Walk of art

Auckland artist Andrew Barber. Barber’s Folly (stone carpet) is the background to this article....
Auckland artist Andrew Barber. Barber’s Folly (stone carpet) is the background to this article. Photo: Neeve Woodward.
Andrew Barber hopes his long-running exhibition at the Dunedin Public Art Gallery will go the distance.

Taking his inspiration from a Roman paving technique in which broken and discarded bricks from construction sites are reused as flooring materials, Andrew Barber has re-designed a space at the Dunedin Public Art Gallery.

Barber’s composition, Folly (stone carpet), takes up part of the Otago Daily Times Gallery and involved him spending several days masking and then painting the gallery’s wooden floorboards in a form of protest against a pervasive "she’ll be right" functionality that dominates New Zealand’s modern built environment.

Certainly, he’s no fan of linoleum floors, particularly lino patterns and textures that pretend to be something else.

"In New Zealand we have a lot of floors that are a ‘quick-fix’, I believe. For example, lino, polished wooden floors or concrete. They are relatively fast and cheap options, in comparison to older places such as in Europe, where a lot of time time might have been spent in making a really ornate floor.

"I visited a place in Italy called the House of Stone Carpets and saw a design and thought it was like crazy paving ... That particular floor design was about 2000 years old. It turned out the Romans used broken building materials to pave the ground outside a new building. It was seen as something akin to a quick fix but was pretty permanent."

Replicating that Roman design, Barber first used masking tape, ripping it up and laying it in such a way as to resemble the patterns of stone.

"It took four to five days. The tape took a while to put down. I have used some pretty serious paint, too, and it took a while for each layer to dry. It was hard work, but I’m proud of that. In contrast, laying lino takes a few hours for a professional.

"It is going to get damaged, but the idea is that as it gets chipped, more of the faux stone will be revealed. However, I don’t think it will wear in a way that looks different to how it started out."

The installation is scheduled to continue until December next year. Which begs the question: is longevity part of Barber’s artistic statement?

"Oh yeah. It has to last. For the past few years I’ve been investigating all these cheap options and attempting to make them a bit more durable."

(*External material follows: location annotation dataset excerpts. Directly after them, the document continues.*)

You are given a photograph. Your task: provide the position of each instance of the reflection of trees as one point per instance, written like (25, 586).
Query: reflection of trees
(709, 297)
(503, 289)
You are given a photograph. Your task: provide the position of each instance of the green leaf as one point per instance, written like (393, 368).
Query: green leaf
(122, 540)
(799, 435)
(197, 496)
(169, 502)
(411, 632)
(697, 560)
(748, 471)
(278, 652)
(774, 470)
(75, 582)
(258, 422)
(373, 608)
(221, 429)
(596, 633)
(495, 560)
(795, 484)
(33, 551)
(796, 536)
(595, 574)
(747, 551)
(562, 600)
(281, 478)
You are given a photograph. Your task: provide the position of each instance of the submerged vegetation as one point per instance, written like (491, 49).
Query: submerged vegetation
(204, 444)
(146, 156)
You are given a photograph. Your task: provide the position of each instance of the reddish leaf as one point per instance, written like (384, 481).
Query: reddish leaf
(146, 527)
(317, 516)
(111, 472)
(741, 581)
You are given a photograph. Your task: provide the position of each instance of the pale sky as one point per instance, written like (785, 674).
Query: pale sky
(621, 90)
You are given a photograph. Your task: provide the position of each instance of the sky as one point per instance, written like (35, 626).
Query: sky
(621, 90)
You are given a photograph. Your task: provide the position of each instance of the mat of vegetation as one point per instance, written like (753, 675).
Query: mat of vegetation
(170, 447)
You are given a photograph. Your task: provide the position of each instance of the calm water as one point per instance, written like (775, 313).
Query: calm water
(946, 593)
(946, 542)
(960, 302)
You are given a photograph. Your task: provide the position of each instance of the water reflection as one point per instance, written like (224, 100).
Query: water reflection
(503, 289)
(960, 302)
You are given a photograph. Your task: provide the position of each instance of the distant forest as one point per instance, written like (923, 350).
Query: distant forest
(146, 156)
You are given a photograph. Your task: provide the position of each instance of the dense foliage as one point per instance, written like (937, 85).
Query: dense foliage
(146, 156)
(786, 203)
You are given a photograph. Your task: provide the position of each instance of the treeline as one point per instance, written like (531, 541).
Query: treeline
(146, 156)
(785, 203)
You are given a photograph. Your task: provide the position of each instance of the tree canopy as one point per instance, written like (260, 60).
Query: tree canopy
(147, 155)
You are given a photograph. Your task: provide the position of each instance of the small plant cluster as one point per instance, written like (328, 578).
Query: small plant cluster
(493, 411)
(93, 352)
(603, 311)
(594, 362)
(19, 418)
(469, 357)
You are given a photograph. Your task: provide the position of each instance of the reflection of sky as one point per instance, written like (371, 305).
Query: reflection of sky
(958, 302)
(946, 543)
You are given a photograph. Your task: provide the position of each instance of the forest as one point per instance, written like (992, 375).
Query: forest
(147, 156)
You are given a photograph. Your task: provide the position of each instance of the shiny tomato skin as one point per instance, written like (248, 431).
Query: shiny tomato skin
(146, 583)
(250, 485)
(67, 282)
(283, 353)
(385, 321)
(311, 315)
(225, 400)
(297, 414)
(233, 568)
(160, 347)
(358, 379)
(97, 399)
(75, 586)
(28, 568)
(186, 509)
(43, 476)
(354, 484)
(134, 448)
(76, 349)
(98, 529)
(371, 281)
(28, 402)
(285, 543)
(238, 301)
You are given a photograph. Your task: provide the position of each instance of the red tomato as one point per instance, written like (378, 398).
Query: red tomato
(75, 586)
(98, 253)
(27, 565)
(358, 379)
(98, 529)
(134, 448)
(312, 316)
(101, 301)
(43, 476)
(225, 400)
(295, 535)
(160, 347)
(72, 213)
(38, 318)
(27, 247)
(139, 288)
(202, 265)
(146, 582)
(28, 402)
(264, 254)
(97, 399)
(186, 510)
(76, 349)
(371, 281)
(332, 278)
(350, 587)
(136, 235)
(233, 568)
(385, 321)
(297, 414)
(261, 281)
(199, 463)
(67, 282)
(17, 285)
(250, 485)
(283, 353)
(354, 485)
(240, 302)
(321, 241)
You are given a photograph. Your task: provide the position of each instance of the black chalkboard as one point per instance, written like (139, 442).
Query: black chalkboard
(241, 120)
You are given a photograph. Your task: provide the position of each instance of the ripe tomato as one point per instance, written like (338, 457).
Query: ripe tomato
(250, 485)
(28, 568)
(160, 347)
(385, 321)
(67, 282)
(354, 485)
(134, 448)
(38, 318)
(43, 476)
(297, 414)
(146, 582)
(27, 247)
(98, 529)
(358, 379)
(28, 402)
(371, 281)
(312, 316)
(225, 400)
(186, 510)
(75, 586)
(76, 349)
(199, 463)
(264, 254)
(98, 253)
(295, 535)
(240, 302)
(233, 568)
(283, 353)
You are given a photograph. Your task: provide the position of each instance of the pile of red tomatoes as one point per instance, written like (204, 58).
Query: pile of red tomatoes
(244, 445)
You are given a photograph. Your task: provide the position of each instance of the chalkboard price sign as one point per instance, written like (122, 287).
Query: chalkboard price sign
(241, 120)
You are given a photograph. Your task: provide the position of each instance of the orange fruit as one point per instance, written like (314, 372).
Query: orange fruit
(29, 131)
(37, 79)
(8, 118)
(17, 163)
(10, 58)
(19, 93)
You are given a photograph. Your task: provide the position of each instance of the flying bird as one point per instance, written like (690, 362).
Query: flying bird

Barber cites as a key point of reference the American artist Walter De Maria, whose six-decade career spanned four major art movements — minimalism, conceptual art, land art, and installation art — during the 20th century.

"He wanted people to think about existence. When he made works, he’d intend them to last forever. For instance, his work The Lightning Field [a 1977 installation in New Mexico exploring the relationship between art and the natural environment] utilised gold leaf. If you coat something in gold it is going to last forever.

"I’m really interested in that process. I like the idea of things lasting forever. I think art can do that. I like the idea of public art that’s not a fleeting thing.

"I think good art is forever. It transgresses fashion."

Barber’s floor-based work, which opened at the DPAG on June 19, is the latest in a series of installations exploring design solutions that arise outside a conventional art context.

It also touches on the world of the tradesperson, something with which he is familiar.

"I work as a colourist and a painter-decorator, and have done throughout my artistic career.

"You have to pay the bills. You can’t sit around waiting for one of the six collectors in New Zealand to buy something. If you are involved in any creative industry in New Zealand, you probably need a day job," Barber (39) says.

"But it all goes hand in hand. I wouldn’t have known how to make that floor if I hadn’t spent 20,000 hours painting surfaces. I’ve also worked at an art supply store and was a canvas stretcher; that’s how I learnt to paint.‘‘It all feeds into the other. I deal with paint. I’m a simple painter."

He’s being modest.

Barber’s art is held in various private and public collections, including the National Collection at Te Papa and the Chartwell Collection at the Auckland Art Gallery.

He is represented by Hopkinson Mossman Gallery in Auckland and Peter McLeavey Gallery in Wellington.

The subject of fashion somehow squirms its way into the conversation, Barker reflecting on his preference for clothes (and shoes) that can withstand the seasonal changes of taste, or simply items that won’t fall to bits after a few outings.

"I have jackets I bought 10 years ago, when I could first afford such items, and I intend on keeping them forever. It’s why I paid so much for the things. I understand they are going to last a very long time.

"That’s where I’m coming from. And this type of exhibition is indicative of that."

 

See it

• Andrew Barber’s Folly (stone carpet) is at the Otago Daily Times Gallery, Dunedin Public Art Gallery, until December 31, 2018.